Linda Hogan speaks at Overby Center Thursday for Green Week

Posted on Apr 20 2016 - 7:01am by Shelby Pack
(Courtesy: imagejournal.org)

(Courtesy: imagejournal.org)

Green Week keynote speaker Linda Hogan will discuss many of the environmental problems facing the world 7 p.m. Thursday in the Overby Center Auditorium .

Hogan’s speech, “Speaking Earth,” is a part of the University’s Green Week, led by the Office of Sustainability to promote a more environmentally-conscious atmosphere.

Anne McCauley, director of the Office of Sustainability said Hogan’s speech will apply to all students.

“Sustainability is relevant to every single one of us, and there is always something one can do to live a life less harmful to the environment and more beneficial to people around us,” McCauley said. “Green Week attempts to bring these concepts and issues to life, to raise questions, to provide meaning and pique curiosity.”

Hogan, a Native American writer, focuses heavily on environmental issues throughout her variety of works, as well as how that impacts indigenous culture.
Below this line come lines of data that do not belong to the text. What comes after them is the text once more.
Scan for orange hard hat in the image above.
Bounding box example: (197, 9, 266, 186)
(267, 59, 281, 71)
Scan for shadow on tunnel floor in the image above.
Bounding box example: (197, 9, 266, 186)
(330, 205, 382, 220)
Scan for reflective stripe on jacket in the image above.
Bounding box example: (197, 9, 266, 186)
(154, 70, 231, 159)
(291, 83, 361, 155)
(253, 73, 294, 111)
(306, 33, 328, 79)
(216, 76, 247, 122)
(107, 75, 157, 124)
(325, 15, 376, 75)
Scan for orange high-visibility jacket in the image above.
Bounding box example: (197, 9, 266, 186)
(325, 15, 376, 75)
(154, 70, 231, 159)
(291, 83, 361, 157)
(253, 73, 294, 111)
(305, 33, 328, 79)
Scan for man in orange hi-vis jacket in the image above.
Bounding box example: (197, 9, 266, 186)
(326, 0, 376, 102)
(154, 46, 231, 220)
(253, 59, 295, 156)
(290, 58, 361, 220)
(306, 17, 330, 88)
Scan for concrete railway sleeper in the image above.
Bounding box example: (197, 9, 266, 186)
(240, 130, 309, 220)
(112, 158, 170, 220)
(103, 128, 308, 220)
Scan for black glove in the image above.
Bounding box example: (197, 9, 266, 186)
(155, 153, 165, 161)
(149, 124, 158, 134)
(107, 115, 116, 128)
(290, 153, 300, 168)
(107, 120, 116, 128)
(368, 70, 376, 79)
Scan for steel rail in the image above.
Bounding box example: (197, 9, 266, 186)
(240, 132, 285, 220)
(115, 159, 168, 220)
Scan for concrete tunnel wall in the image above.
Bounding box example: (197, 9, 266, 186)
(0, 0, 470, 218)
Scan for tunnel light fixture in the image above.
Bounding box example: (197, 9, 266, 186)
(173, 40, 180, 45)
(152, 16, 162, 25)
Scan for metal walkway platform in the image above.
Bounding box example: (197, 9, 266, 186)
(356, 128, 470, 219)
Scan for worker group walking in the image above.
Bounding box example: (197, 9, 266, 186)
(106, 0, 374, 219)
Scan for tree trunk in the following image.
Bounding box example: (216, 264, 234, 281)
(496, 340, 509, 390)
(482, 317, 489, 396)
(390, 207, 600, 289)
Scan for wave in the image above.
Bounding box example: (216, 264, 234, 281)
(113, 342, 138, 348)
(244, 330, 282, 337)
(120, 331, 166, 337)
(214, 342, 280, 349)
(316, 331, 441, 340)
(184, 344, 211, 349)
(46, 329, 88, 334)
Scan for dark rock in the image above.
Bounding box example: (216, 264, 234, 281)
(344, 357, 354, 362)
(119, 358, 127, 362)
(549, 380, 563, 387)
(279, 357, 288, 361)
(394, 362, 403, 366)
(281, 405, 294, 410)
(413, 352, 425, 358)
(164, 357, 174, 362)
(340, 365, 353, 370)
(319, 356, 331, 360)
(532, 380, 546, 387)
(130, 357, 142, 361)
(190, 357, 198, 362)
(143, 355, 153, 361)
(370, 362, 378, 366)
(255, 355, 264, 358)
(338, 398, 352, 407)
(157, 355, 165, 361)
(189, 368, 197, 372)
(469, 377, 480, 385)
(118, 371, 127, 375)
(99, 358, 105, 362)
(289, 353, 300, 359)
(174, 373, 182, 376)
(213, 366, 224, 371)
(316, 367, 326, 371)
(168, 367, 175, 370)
She is internationally acclaimed and her awards are too numerous to list. Most recently, Hogan was honored as this year’s recipient of the PEN Henry David Thoreau Prize for Nature Writing, an award given each year to a writer exemplifying excellence in environmental writing.

“Her work is considered canon for contemporary environmental and Native American poetry,” Kendall McDonald, a baccalaureate fellow in the Office of Sustainability, said. “Her appearance at the University of Mississippi is significant in that it brings a unique perspective of the role played by art, culture and spirituality in environmental issues, particularly in this region which has a deep and complex native history.”

 

Green Week provides an opportunity to get educated on problems that are pressing in both politics as well as pop culture.

“For students, Linda Hogan can help contextualize the social aspect of the environmental problems we face today,” McDonald said. “Her knowledge and passion for tribal policy and history will help forge a vital connection between such social justice issues and the environment.”

Hogan’s speech promises to prompt an interesting discussion, placing much-needed emphasis on the state of our own campus environment, according to McCauley.

“Sustainability relates to everything that we do and practically all subjects students learn in the classroom,” McCauley said. “The issues we are facing today are quite serious and deserve attention; being a part of the solution can be uplifting and empowering.”

Hogan’s speech could not come at a more poignant time Ann Fisher-Wirth, director of the Environmental Studies minor, said.

“There are no more urgent issues than these, and I encourage all students to participate and learn,” Fisher-Wirth said on the the importance of the education of the state of our environment.

Hogan’s speech is free to the public and her books will be available for purchase afterwards.